Control Sequnce Overview:

  1. Determine operation frequency of the engine and resolve the fuel delay (specified in degrees) and spark delay (also in degrees) into a time delay. This has to be done each cycle because the engine may change its operational frequncy and the spark/fuel time delays need to be dynamically recalculated.
  2. Set the fuel timer to interrupt the proccessor when it’s time to begin injecting fuel (based on the previously calculated delay time)and set the spark timer to interrupt the proccessor when it’s time to begin charging the coil (a static amount of time before it needs to fire; also based on the previously calculated delay time)
  3. The fuel delay timer has elapsed and the processor begins its fuel interrupt routine. The injector signal is asserted and a software semaphore is set to track that the injector is on. The timer is set with a new value for when the injector needs to turn off. This is based upon the amount of fuel desired.
  4. The fuel timer elapses again and the fuel interrupt routine checks the semaphore flag. The logic specifies that the injector now needs to close, and the injector signal is de-asserted.
  5. The spark delay timer elapses and the the processor begins its fuel interrupt routine. The spark signal is asserted and a software semaphore is set to track that the coil is charging.
  6. The spark timer elapses again and the spark interrupt routine checks the semaphore flag. The logic specifies that the coil is done charging and now needs to fire, and the spark signal is de-asserted.

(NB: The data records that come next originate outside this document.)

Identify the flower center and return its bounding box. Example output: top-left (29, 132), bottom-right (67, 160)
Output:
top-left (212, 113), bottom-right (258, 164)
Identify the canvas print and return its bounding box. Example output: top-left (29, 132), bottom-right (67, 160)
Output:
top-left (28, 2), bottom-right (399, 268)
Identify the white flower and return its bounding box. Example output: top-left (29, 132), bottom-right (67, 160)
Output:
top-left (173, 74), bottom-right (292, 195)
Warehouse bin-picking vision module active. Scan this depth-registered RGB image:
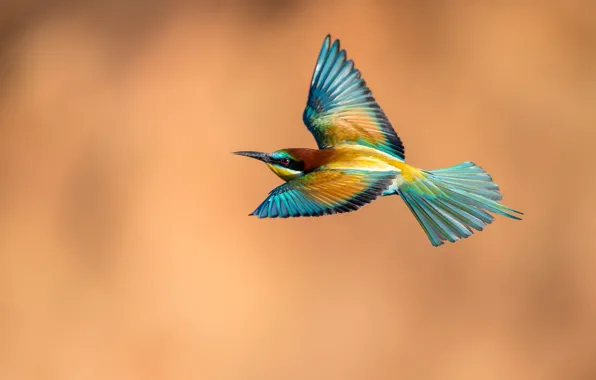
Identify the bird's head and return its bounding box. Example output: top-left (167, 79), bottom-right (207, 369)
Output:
top-left (234, 149), bottom-right (305, 181)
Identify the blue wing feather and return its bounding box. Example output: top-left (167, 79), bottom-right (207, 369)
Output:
top-left (302, 35), bottom-right (405, 160)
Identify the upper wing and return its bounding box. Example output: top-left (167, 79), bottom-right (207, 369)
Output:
top-left (302, 35), bottom-right (405, 160)
top-left (251, 169), bottom-right (396, 218)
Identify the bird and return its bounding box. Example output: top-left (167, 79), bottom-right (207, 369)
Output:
top-left (233, 34), bottom-right (523, 247)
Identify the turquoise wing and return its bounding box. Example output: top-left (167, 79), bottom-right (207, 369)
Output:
top-left (302, 35), bottom-right (405, 160)
top-left (251, 170), bottom-right (397, 218)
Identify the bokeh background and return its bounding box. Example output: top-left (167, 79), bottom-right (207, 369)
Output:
top-left (0, 0), bottom-right (596, 380)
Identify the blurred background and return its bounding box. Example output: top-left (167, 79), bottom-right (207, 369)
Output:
top-left (0, 0), bottom-right (596, 380)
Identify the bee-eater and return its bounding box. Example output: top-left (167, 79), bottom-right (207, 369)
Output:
top-left (235, 35), bottom-right (522, 246)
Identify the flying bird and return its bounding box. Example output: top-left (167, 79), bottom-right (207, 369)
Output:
top-left (234, 35), bottom-right (522, 246)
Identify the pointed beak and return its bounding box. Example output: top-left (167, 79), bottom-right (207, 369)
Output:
top-left (234, 151), bottom-right (271, 163)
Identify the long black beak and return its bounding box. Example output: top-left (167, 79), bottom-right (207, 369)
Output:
top-left (234, 151), bottom-right (271, 162)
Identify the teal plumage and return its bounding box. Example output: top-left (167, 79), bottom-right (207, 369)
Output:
top-left (251, 170), bottom-right (396, 218)
top-left (398, 162), bottom-right (522, 246)
top-left (303, 35), bottom-right (405, 160)
top-left (236, 35), bottom-right (522, 246)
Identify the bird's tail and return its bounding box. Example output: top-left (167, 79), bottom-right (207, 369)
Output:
top-left (398, 162), bottom-right (522, 247)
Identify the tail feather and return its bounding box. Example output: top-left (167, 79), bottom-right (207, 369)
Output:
top-left (398, 162), bottom-right (522, 246)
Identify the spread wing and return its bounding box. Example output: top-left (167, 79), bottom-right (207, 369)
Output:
top-left (302, 35), bottom-right (405, 160)
top-left (251, 169), bottom-right (397, 218)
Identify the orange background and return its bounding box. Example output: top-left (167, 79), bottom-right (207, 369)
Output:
top-left (0, 0), bottom-right (596, 380)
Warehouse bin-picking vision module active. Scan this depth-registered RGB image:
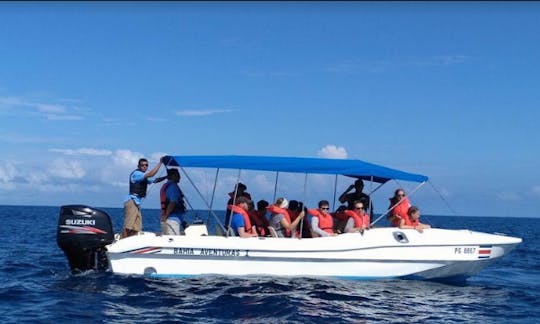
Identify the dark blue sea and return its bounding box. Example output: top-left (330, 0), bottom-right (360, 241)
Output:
top-left (0, 206), bottom-right (540, 323)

That is an overview of the realtime control logic. Note that those steps are occuring for two separate combusitons chambers concurrently. Some other house keeping functions are running periodically to poll the A/D convertor to get the input positions of the knobs, update the LCD screen, and send logging data out over the USB cable.


I was looking for some way to make a sturdy aesthetically pleasing enclosure. Plastic project boxes didn’t appeal to me and I wanted somthing metal. I decided to repurpose an airbag computer module from a Toyota MR2. I stripped out the original pcb and made room for my components.